Pendant quelques années ensuite, outre les mises à jour apportées périodiquement aux volumes 4 et 5, le MEFQ ne fait pas l’objet d’ajouts ou de changements significatifs. Les efforts se concentrent sur la consolidation du système administratif instauré depuis 1977 et sur sa continuité entre les rôles successifs.
La troisième édition du MEFQ (1992-2001)
Les consultations menées par le MAM sur ses produits et services en matière d’évaluation foncière révèlent des besoins pressants de renouvellement.
Publiés de 1992 à 2001, les éléments formant la troisième édition du MEFQ comprennent principalement la version 1998 des volumes 4 et 5 (Méthode du coût) contenant des répertoires de coûts unitaires actualisés en base 1997, pour l’ensemble des bâtiments à évaluer. Cette période est également caractérisée par l’ajout au MEFQ de guides méthodologiques inédits : Processus de traitement du rôle d’évaluation (volume 2), en 1994 et Méthode de comparaison (volume 6), en 1997 et 2001. Outre ce renouveau méthodologique, le MEFQ fait aussi l’objet, à compter de 1999, d’un virage technologique majeur : l’abandon de la publication des volumes imprimés, remplacée par leur diffusion sur un support électronique (cédérom).

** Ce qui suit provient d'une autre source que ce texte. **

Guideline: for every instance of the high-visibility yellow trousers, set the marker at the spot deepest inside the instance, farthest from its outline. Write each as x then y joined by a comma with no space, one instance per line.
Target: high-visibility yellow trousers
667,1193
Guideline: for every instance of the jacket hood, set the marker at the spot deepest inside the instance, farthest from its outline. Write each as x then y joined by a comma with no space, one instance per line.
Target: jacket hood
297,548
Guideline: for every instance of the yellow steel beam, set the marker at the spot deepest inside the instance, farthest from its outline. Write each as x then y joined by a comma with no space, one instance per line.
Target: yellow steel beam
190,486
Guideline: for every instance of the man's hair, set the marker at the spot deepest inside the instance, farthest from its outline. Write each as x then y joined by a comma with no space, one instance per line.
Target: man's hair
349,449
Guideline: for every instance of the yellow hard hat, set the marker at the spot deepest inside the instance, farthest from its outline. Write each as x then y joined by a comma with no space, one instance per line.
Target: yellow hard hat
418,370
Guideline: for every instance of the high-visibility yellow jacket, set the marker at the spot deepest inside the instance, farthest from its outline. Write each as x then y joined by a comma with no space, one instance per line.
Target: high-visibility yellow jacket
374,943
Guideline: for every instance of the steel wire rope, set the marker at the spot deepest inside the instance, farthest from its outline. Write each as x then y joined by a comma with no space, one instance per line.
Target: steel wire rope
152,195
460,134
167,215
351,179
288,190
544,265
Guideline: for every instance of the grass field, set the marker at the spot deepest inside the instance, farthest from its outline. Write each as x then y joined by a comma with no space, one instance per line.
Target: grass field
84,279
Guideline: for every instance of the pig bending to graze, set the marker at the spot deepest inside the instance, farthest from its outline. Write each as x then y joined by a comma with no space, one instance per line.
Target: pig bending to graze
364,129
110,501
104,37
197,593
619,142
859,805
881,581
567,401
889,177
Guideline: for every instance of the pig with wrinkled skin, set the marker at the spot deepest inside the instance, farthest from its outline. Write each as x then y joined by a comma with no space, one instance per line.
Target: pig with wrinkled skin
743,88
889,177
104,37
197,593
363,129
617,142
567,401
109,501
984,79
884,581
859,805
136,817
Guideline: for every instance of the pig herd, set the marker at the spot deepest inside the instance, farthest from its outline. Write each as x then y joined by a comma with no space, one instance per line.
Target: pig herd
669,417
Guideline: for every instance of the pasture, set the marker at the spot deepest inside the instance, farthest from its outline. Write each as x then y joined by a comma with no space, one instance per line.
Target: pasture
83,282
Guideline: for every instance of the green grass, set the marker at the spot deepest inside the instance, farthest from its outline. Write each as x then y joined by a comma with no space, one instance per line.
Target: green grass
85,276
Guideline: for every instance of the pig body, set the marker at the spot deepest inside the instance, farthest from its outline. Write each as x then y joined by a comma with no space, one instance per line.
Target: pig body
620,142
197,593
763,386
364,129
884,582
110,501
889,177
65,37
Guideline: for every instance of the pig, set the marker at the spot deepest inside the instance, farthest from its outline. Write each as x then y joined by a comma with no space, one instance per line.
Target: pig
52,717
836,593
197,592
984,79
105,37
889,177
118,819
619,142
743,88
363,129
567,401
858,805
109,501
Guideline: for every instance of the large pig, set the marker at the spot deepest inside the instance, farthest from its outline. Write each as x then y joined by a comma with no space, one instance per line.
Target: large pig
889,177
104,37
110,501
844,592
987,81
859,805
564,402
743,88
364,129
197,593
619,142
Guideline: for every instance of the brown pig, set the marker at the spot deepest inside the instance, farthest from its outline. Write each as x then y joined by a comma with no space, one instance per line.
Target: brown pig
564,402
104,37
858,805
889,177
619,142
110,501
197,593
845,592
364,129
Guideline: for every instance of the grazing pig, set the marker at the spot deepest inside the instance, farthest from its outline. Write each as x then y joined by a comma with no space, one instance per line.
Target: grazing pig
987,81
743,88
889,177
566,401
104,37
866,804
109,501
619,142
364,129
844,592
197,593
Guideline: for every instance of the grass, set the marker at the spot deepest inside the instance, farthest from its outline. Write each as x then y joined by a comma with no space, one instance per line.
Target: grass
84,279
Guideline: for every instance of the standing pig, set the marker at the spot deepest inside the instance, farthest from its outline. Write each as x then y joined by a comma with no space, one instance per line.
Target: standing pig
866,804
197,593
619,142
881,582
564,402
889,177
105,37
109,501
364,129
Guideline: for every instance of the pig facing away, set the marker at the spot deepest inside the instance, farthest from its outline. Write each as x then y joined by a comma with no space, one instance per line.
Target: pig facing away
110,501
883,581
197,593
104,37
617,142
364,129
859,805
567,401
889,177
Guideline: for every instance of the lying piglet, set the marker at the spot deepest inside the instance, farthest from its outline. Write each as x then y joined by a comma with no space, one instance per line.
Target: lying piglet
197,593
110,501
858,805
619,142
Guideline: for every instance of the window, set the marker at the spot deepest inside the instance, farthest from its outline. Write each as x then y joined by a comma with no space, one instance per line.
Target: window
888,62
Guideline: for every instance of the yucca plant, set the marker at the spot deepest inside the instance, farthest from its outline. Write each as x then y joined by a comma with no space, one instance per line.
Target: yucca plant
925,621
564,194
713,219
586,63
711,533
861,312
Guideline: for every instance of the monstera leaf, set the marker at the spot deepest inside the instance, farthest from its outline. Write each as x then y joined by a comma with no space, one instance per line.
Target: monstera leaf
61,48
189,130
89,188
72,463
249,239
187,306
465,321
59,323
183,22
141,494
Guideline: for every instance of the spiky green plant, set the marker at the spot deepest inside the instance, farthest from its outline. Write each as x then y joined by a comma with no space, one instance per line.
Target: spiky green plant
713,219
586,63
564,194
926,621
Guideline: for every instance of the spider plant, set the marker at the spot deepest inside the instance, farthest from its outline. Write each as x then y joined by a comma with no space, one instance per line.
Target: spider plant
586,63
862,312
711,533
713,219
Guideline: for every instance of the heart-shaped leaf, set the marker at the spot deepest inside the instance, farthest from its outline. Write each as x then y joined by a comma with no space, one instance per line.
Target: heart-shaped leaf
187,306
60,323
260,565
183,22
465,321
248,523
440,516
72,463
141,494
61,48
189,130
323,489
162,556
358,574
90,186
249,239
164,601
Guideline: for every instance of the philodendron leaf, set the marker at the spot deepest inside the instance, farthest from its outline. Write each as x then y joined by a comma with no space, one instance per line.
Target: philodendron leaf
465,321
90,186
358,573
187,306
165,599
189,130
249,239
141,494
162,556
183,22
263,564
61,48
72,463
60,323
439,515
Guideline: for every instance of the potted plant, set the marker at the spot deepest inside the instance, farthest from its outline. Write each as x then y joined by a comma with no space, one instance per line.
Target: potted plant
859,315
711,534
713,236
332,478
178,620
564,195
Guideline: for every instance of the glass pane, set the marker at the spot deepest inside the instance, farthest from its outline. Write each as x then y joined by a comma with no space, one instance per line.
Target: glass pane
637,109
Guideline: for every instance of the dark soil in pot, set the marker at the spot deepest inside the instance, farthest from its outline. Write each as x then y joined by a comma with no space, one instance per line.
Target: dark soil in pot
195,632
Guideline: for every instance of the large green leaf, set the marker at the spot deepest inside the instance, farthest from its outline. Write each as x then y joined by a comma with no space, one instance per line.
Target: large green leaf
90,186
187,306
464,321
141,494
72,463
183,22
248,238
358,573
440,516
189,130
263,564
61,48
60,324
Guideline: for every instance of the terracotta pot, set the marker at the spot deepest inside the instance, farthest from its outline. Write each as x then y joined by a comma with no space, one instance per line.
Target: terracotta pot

Les ouvrages formant la troisième édition du MEFQ représentent, sur plusieurs plans, un renouveau dans les pratiques d’évaluation foncière municipale au Québec. Ils protègent toutefois les acquis des éditions précédentes en matière d’uniformité, tout en s’adaptant aux nouvelles réalités des évaluateurs et aux besoins de cette discipline professionnelle.
L’édition « modernisée » du MEFQ (2010)
Mettant à contribution divers spécialistes de plusieurs disciplines (évaluateurs, informaticiens, etc.), le Ministère des Affaires municipales entreprend, en 2005, de rationaliser les renseignements prescrits aux dossiers d’évaluation et à mieux adapter les exigences au contexte technologique. Les modifications apportées au Règlement sur le rôle d’évaluation foncière (RREF) en 2010 pour prescrire la modernisation ainsi retenue ont des impacts majeurs sur les pratiques d’évaluation foncière existantes, dont l’élimination des formulaires obligatoires et de leurs équivalents informatiques, remplacés par la seule prescription de renseignements informatisés définis au MEFQ.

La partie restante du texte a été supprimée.